PRETTY RARE: CONCH PEARLS

A selection of conch pearls of various sizes, shapes and hues.

The shell of a queen mollusc, from which the conch pearl origanates.

As we have seen in previous posts, the market for natural gems is rising like never before.  Untreated precious stones are reaching record prices at auction and collectors are rediscovering the charm and marvel of gemstones previously considered a little obscure.  Riding high on the crest of this wave (pun intended) is the elusive conch pearl (pronounced conk).  Thanks to the creation of a cultured pearl market in the first half of the 20th century, pearl prices suffered a slump until the beginning of this one.  The destruction of pearls’ natural habitats, consumer uncertainty at not knowing where to safely deposit money and the rise of the millionaire class in the East have all contributed to the multiple price increase of natural pearls.
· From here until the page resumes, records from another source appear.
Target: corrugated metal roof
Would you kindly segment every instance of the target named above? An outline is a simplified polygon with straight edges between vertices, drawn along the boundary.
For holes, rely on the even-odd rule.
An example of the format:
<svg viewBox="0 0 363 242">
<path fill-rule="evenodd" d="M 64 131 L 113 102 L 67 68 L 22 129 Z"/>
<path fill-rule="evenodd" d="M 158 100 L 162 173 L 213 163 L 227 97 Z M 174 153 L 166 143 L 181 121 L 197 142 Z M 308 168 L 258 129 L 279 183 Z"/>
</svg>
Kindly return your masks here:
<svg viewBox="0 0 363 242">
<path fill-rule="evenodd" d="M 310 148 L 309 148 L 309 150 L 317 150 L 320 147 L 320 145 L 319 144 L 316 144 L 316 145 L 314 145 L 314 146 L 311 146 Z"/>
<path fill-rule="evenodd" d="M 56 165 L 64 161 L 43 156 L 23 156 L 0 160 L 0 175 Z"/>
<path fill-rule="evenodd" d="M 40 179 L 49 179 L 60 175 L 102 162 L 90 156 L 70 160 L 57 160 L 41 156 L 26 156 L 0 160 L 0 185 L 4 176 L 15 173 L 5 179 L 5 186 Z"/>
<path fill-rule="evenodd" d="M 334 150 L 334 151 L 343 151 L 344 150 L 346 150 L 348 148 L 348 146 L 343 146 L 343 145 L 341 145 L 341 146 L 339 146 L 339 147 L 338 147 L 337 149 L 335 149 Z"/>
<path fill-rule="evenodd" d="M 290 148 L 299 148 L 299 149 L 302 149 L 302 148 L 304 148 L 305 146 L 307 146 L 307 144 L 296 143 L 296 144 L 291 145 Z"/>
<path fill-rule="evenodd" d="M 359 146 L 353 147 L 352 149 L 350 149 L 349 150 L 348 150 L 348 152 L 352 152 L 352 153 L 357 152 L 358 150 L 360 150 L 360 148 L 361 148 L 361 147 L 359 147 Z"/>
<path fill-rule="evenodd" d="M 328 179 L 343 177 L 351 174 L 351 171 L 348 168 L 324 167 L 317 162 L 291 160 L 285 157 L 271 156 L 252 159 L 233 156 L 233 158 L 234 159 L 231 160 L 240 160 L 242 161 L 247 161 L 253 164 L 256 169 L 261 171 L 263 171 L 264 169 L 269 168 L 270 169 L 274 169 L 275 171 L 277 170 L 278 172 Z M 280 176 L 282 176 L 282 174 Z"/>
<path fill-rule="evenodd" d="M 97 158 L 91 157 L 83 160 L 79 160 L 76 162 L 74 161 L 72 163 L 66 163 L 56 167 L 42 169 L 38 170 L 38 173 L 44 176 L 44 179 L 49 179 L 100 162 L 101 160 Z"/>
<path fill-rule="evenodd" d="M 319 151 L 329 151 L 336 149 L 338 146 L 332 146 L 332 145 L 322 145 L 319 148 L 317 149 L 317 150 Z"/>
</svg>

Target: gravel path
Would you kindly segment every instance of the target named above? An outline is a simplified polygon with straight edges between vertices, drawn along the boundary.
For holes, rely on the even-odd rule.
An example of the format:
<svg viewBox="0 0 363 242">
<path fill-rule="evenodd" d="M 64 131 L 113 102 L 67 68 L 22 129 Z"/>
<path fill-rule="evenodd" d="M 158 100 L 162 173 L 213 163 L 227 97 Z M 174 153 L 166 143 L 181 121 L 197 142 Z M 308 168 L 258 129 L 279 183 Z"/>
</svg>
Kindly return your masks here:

Conch pearl, rose gold and diamond bee ring by Cindy Chao.

Conch pearls are in a class of their own.  They are not ‘true’ pearls as generally thought of by the general public because they are not made of layers of nacreous material like ‘real’ pearls.  They do not come from oysters, but from the queen conch mollusc, which is a large, edible sea snail.  But they are formed in the same way as pearls: a foreign body lodges itself inside a mollusc, which then secretes a hard substance around it on order to reduce the irritation.  So technically they are pearls.  With conch pearls, however, the secretion around the irritant is non-nacreous, nacre being the substance that gives traditional pearls their characteristic lustre.  However, both are composed of calcium carbonate.  Hence conchs are included in the list of organic gems.

Why are they so highly prized? Only one answer: rarity.  And they are far rarer than natural pearls.  One single pearl is found in every 12000 shells; of these, only 10% are gem quality.  Conchs cannot be harvested- they can be found in almost any part of the queen conch snail, so it is not entirely understood how they are formed.  In contrast, cultured pearls have been refined to a fine art and the irritant is always inserted into the oyster in the same place in order to produce the pearl.  Pearls are also the only gem that nature produces that requires no further human treatment- no heat enhancement, cutting or polishing.

Looking and feeling like beads of fine porcelain, the colour range of conch pearls is from brown, yellow, beige and ivory through to white and pink.  The rarest and most desirable colour by far is pink.  It has been observed that the healthier the reef where the queen mollusc is farmed the more intense the pink.  The most sought after shape is a perfect oval, although irregular, baroque specimens have been used to great effect in jewellery.  Conchs also display a gemmological feature known as chatoyancy, a flame like pattern of light within the gem caused by the fibrous nature of the material. 

It is unusual to find conch pearls larger than 2-3mm; anything over 10 carats is exceptional.  One of the most important conch pearl jewels in existence is a necklace created by Tiffany and Co. in 1905 for the American art collector and philanthropist for his niece Laura Delano.  It is a typical Belle Epoque necklace, a chain of diamonds suspending a diamond cage, inside which a 23.50 carat pink conch pearl sits.  The necklace is extremely valuable: exceptional pearls of this size and value can easily reach $15000 a carat.  If you are prepared to compromise on quality, you should still be prepared to shell out in the region of $5000.

An exceptional conch pearl and diamond ring by David Morris.  If you look closely you can see the flames on the surface of the stone.

Diamond, conch pearl and coloured gem earrings by Anna Hu.

Conch pearls have risen in popularity recently in line with natural pearls.  They are particularly treasured and sought after in Japan after a huge push by Mikimoto (the Japanese cultured pearl pioneers) to educate the public on them.  In the United Kingdom, they are a particular favourite at David Morris, where they have been used to great effect.  They also seem to be particularly popular amongst artist jewellers such as Sarah Ho, Anna Hu and Wallace Chan, all of whom specialise in creating spectacular, one off jewels.  To which this most rare of gems lends itself perfectly.

A conch pearl of great importance, a 23.50 carat specimen in a necklace made for the philanthropist Henry Walters by Tiffany and Co. in 1905.